Despite my disappointment in Every Heart a Doorway, I had already picked up both from the library at the same time and figured I might as well give it a try anyway. The experience was similar, although my mixed feelings were less extreme.
In many ways I liked this novella a little better, although it is still plagued by many of the same issues that I had with the first one. My main complaint with both of them boils down to a case of “great intention, mediocre execution”.
In this prequel to we follow the twins Jack and Jill, as we learn how they found their way to their hidden world, called The Moors: a dark and wonderful place inhabited by vampires, werewolves and twisted sciences.
The first quarter of the story takes place in the real world and describes the way Jack an Jill were raised into different genderroles by their parents. Many interesting and true points are made here, yet it quickly felt like the author was lecturing the reader about bad parenting-skills.

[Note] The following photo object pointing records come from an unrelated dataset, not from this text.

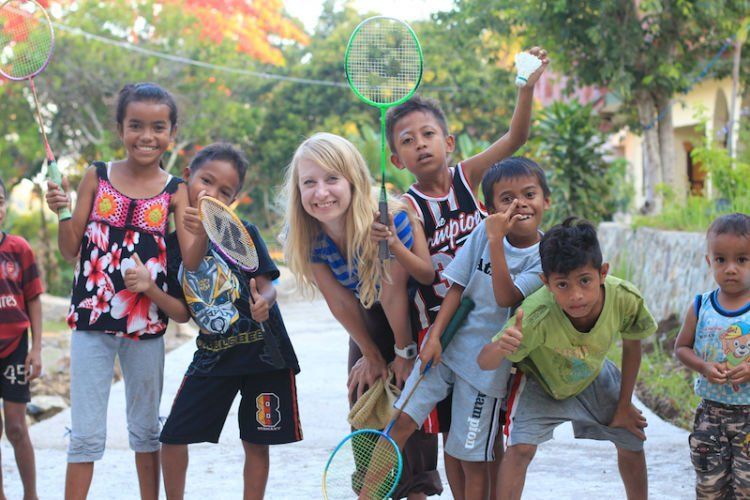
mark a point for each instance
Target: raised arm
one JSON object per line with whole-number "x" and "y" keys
{"x": 70, "y": 233}
{"x": 516, "y": 136}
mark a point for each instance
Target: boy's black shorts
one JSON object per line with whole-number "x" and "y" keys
{"x": 14, "y": 385}
{"x": 268, "y": 411}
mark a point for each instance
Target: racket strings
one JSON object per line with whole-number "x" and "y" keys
{"x": 26, "y": 39}
{"x": 368, "y": 465}
{"x": 228, "y": 233}
{"x": 384, "y": 62}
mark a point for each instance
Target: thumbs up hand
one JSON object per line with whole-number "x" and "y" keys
{"x": 512, "y": 337}
{"x": 138, "y": 277}
{"x": 259, "y": 307}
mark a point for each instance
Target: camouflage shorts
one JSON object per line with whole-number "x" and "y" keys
{"x": 720, "y": 450}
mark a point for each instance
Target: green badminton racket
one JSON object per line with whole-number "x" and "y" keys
{"x": 383, "y": 63}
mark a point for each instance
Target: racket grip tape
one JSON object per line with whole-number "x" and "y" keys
{"x": 462, "y": 312}
{"x": 54, "y": 175}
{"x": 384, "y": 253}
{"x": 464, "y": 308}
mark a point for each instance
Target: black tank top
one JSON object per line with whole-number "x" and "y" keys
{"x": 447, "y": 221}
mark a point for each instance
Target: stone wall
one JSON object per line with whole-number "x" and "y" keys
{"x": 669, "y": 267}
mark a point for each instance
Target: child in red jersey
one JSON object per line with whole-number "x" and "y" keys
{"x": 20, "y": 308}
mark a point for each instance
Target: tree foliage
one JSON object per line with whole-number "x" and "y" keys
{"x": 645, "y": 51}
{"x": 570, "y": 147}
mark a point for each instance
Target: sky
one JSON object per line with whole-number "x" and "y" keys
{"x": 308, "y": 11}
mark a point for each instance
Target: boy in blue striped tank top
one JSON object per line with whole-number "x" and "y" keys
{"x": 715, "y": 342}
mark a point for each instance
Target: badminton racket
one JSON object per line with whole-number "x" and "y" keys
{"x": 27, "y": 42}
{"x": 232, "y": 240}
{"x": 383, "y": 63}
{"x": 368, "y": 460}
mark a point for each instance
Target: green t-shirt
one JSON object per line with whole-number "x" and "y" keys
{"x": 564, "y": 360}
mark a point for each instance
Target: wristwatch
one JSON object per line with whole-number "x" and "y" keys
{"x": 408, "y": 352}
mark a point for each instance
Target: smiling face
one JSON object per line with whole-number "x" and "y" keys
{"x": 325, "y": 194}
{"x": 146, "y": 132}
{"x": 218, "y": 178}
{"x": 531, "y": 204}
{"x": 729, "y": 259}
{"x": 580, "y": 293}
{"x": 422, "y": 147}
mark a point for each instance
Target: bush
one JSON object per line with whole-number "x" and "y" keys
{"x": 730, "y": 182}
{"x": 570, "y": 147}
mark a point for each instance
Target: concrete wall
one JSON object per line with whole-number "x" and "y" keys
{"x": 669, "y": 267}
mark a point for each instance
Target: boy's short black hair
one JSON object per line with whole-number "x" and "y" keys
{"x": 570, "y": 245}
{"x": 737, "y": 224}
{"x": 512, "y": 168}
{"x": 221, "y": 151}
{"x": 416, "y": 103}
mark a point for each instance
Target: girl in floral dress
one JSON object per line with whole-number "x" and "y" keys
{"x": 117, "y": 233}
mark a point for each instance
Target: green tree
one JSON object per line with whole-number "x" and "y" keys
{"x": 645, "y": 51}
{"x": 570, "y": 147}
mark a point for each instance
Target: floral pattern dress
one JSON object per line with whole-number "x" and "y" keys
{"x": 118, "y": 228}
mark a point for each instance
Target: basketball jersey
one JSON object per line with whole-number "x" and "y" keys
{"x": 448, "y": 221}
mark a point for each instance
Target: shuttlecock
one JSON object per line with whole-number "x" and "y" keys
{"x": 526, "y": 64}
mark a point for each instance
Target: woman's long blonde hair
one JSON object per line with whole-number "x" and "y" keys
{"x": 336, "y": 154}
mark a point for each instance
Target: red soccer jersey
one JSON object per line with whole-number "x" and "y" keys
{"x": 19, "y": 283}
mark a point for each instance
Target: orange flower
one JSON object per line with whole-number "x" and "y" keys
{"x": 106, "y": 206}
{"x": 154, "y": 216}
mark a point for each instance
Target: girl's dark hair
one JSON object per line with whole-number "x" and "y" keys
{"x": 145, "y": 92}
{"x": 570, "y": 245}
{"x": 512, "y": 168}
{"x": 221, "y": 151}
{"x": 737, "y": 224}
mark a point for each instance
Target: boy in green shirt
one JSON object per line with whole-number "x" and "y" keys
{"x": 560, "y": 336}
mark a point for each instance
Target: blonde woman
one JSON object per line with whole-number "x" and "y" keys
{"x": 330, "y": 245}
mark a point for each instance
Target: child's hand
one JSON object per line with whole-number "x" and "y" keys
{"x": 431, "y": 351}
{"x": 192, "y": 219}
{"x": 499, "y": 224}
{"x": 401, "y": 368}
{"x": 511, "y": 339}
{"x": 259, "y": 308}
{"x": 541, "y": 54}
{"x": 57, "y": 197}
{"x": 363, "y": 375}
{"x": 33, "y": 364}
{"x": 716, "y": 373}
{"x": 739, "y": 374}
{"x": 138, "y": 278}
{"x": 630, "y": 418}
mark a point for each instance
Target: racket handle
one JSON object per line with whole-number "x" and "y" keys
{"x": 54, "y": 175}
{"x": 384, "y": 253}
{"x": 464, "y": 308}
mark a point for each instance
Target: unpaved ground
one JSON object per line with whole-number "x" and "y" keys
{"x": 564, "y": 468}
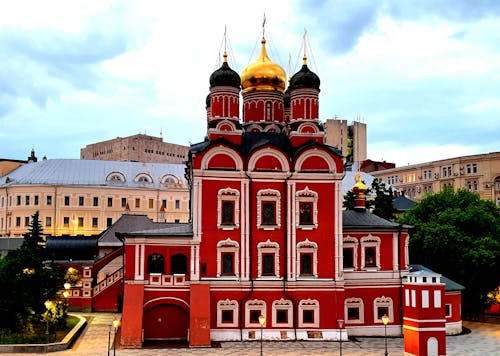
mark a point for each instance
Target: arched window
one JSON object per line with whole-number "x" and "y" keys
{"x": 178, "y": 264}
{"x": 156, "y": 263}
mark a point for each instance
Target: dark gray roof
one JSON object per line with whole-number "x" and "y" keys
{"x": 92, "y": 173}
{"x": 364, "y": 219}
{"x": 449, "y": 285}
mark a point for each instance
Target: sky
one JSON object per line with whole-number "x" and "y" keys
{"x": 423, "y": 75}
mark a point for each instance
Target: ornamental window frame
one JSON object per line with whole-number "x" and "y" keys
{"x": 252, "y": 306}
{"x": 224, "y": 247}
{"x": 228, "y": 195}
{"x": 352, "y": 303}
{"x": 306, "y": 196}
{"x": 370, "y": 241}
{"x": 308, "y": 305}
{"x": 224, "y": 305}
{"x": 273, "y": 196}
{"x": 310, "y": 248}
{"x": 386, "y": 303}
{"x": 280, "y": 306}
{"x": 350, "y": 242}
{"x": 268, "y": 248}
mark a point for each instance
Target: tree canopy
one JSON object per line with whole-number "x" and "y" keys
{"x": 457, "y": 234}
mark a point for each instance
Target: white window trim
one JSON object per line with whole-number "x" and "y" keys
{"x": 306, "y": 196}
{"x": 228, "y": 194}
{"x": 308, "y": 304}
{"x": 282, "y": 304}
{"x": 273, "y": 196}
{"x": 307, "y": 247}
{"x": 230, "y": 246}
{"x": 254, "y": 304}
{"x": 383, "y": 302}
{"x": 227, "y": 304}
{"x": 268, "y": 247}
{"x": 351, "y": 242}
{"x": 370, "y": 241}
{"x": 354, "y": 303}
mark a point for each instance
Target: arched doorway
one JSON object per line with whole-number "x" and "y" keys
{"x": 166, "y": 322}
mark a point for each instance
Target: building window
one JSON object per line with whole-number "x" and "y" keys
{"x": 156, "y": 263}
{"x": 308, "y": 313}
{"x": 382, "y": 306}
{"x": 178, "y": 264}
{"x": 268, "y": 209}
{"x": 227, "y": 258}
{"x": 253, "y": 309}
{"x": 306, "y": 208}
{"x": 228, "y": 208}
{"x": 282, "y": 313}
{"x": 268, "y": 259}
{"x": 370, "y": 252}
{"x": 227, "y": 311}
{"x": 307, "y": 259}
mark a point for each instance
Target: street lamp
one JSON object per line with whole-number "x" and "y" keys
{"x": 385, "y": 320}
{"x": 116, "y": 325}
{"x": 262, "y": 321}
{"x": 341, "y": 323}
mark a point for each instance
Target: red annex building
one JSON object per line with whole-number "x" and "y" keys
{"x": 268, "y": 236}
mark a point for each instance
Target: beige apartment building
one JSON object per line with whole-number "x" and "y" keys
{"x": 476, "y": 173}
{"x": 84, "y": 197}
{"x": 349, "y": 138}
{"x": 136, "y": 148}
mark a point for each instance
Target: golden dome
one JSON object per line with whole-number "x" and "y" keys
{"x": 263, "y": 74}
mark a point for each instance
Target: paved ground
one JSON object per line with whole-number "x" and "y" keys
{"x": 484, "y": 340}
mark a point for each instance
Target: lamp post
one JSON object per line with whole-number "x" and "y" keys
{"x": 262, "y": 321}
{"x": 341, "y": 323}
{"x": 385, "y": 320}
{"x": 116, "y": 325}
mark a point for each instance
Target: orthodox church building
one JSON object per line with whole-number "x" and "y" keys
{"x": 269, "y": 247}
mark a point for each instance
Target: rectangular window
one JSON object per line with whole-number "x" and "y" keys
{"x": 305, "y": 213}
{"x": 268, "y": 213}
{"x": 348, "y": 257}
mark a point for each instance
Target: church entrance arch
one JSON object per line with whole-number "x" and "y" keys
{"x": 166, "y": 322}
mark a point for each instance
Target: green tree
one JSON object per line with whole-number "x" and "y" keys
{"x": 457, "y": 234}
{"x": 27, "y": 282}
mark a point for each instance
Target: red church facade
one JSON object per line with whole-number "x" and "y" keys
{"x": 268, "y": 236}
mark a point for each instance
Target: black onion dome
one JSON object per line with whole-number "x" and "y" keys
{"x": 304, "y": 78}
{"x": 225, "y": 76}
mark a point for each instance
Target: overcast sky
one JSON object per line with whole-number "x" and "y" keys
{"x": 423, "y": 75}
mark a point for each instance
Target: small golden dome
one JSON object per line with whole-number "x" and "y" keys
{"x": 263, "y": 74}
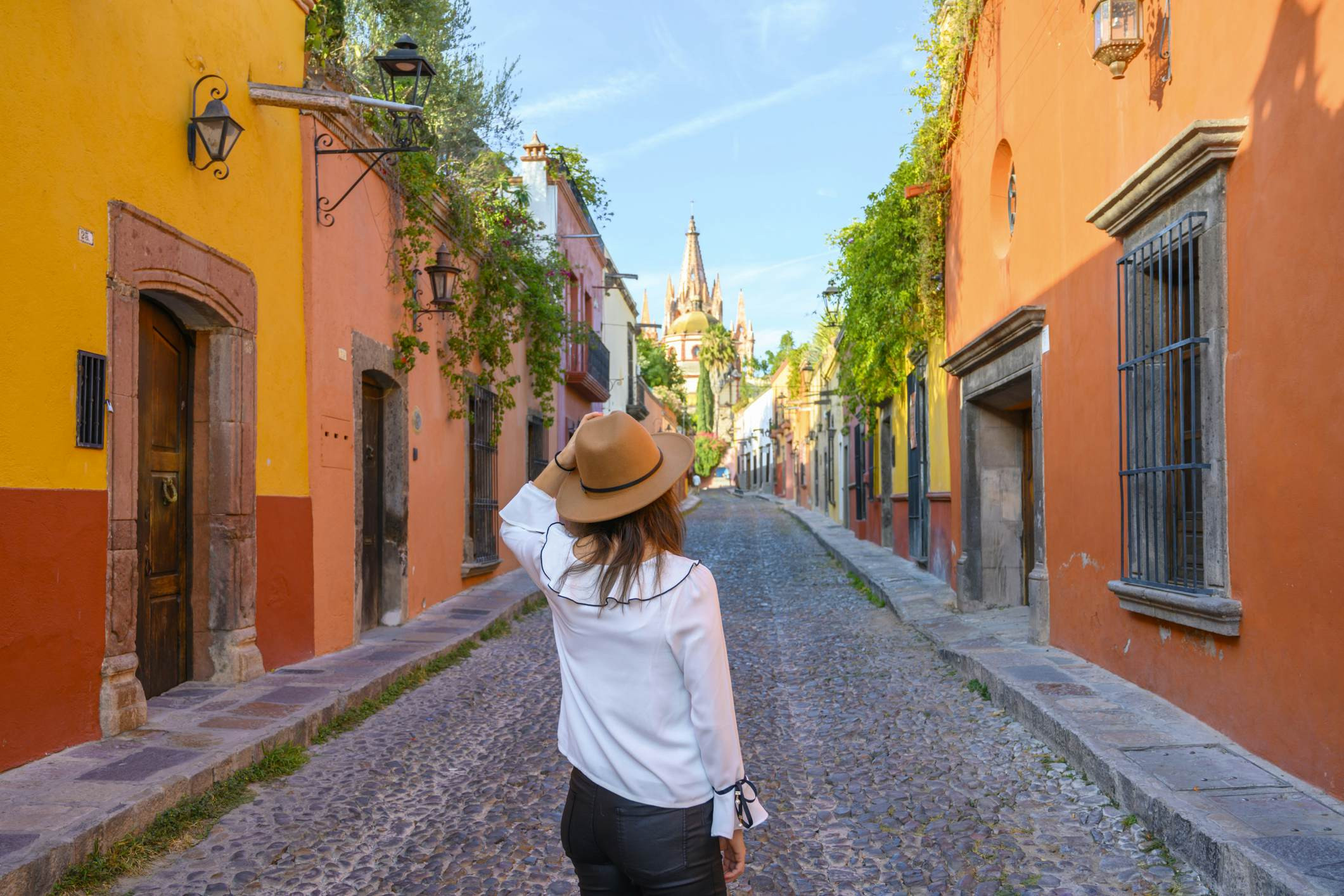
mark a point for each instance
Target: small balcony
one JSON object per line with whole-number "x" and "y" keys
{"x": 586, "y": 367}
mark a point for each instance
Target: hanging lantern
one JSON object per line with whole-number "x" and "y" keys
{"x": 1117, "y": 34}
{"x": 442, "y": 278}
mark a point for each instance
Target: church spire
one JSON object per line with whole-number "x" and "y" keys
{"x": 693, "y": 288}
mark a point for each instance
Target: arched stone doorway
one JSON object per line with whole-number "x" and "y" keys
{"x": 381, "y": 485}
{"x": 213, "y": 300}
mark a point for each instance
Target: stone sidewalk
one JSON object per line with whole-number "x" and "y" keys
{"x": 1241, "y": 821}
{"x": 56, "y": 809}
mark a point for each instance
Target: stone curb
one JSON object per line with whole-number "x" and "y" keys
{"x": 50, "y": 788}
{"x": 979, "y": 646}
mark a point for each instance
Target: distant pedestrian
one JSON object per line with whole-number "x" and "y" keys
{"x": 647, "y": 718}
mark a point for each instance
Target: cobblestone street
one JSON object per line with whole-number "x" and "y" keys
{"x": 882, "y": 771}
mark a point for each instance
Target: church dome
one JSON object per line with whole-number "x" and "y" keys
{"x": 693, "y": 321}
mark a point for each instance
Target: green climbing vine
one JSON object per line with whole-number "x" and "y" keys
{"x": 892, "y": 260}
{"x": 511, "y": 290}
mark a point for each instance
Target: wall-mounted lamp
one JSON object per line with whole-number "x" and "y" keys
{"x": 405, "y": 77}
{"x": 831, "y": 305}
{"x": 215, "y": 128}
{"x": 1117, "y": 34}
{"x": 442, "y": 281}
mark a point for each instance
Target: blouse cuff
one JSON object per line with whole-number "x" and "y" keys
{"x": 737, "y": 807}
{"x": 531, "y": 509}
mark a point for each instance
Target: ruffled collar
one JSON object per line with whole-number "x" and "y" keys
{"x": 582, "y": 585}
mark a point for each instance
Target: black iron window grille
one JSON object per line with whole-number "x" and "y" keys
{"x": 91, "y": 399}
{"x": 1162, "y": 446}
{"x": 861, "y": 469}
{"x": 482, "y": 500}
{"x": 537, "y": 458}
{"x": 917, "y": 463}
{"x": 831, "y": 463}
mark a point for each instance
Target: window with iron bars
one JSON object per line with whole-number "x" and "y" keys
{"x": 537, "y": 458}
{"x": 861, "y": 471}
{"x": 831, "y": 461}
{"x": 482, "y": 497}
{"x": 1162, "y": 451}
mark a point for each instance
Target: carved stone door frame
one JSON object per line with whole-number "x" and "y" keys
{"x": 215, "y": 298}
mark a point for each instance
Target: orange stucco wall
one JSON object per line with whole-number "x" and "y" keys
{"x": 54, "y": 555}
{"x": 1075, "y": 136}
{"x": 349, "y": 289}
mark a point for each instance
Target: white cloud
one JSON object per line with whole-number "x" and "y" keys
{"x": 843, "y": 74}
{"x": 745, "y": 276}
{"x": 791, "y": 16}
{"x": 618, "y": 86}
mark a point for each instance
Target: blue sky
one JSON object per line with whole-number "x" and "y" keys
{"x": 777, "y": 117}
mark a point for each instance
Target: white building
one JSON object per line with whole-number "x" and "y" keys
{"x": 756, "y": 461}
{"x": 620, "y": 327}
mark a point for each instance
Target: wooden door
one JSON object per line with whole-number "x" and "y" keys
{"x": 371, "y": 556}
{"x": 164, "y": 501}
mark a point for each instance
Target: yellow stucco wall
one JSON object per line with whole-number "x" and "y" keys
{"x": 96, "y": 104}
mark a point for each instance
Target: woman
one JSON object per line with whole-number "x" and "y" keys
{"x": 647, "y": 715}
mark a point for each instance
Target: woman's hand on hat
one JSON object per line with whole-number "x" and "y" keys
{"x": 568, "y": 457}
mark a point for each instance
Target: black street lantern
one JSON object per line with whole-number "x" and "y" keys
{"x": 215, "y": 128}
{"x": 442, "y": 278}
{"x": 405, "y": 77}
{"x": 831, "y": 304}
{"x": 442, "y": 281}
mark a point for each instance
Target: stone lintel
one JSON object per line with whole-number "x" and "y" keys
{"x": 1203, "y": 143}
{"x": 1014, "y": 328}
{"x": 1208, "y": 613}
{"x": 288, "y": 97}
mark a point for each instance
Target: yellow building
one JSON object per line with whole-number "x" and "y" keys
{"x": 153, "y": 484}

Once the twins enter their world, the plot is interesting enough, although it’s a shame that Every Heart a Doorway has already spoiled most of the ending. Although it is technically possible to read Down Among the Sticks and Bones first, I don’t think that would solve the issue, as it would spoil you for Every Heart a Doorway just as much. You can’t really win in this scenario, which I find an odd choice on the authors part.
Other than those points, my critique is identical to that of Every Heart a Doorway, which I won’t repeat in depth. If you are interested, you can find the review here. The cliff-notes are: expositional writing, rushing to fit a lot in a short book, stereotypical characters, and shoehorned and forced diversity.
In the end, this series clearly isn’t for me, and I won’t be picking up book 3 and 4, no matter how quickly I might be able to read them. I’m glad it’s enjoyed by so many others though.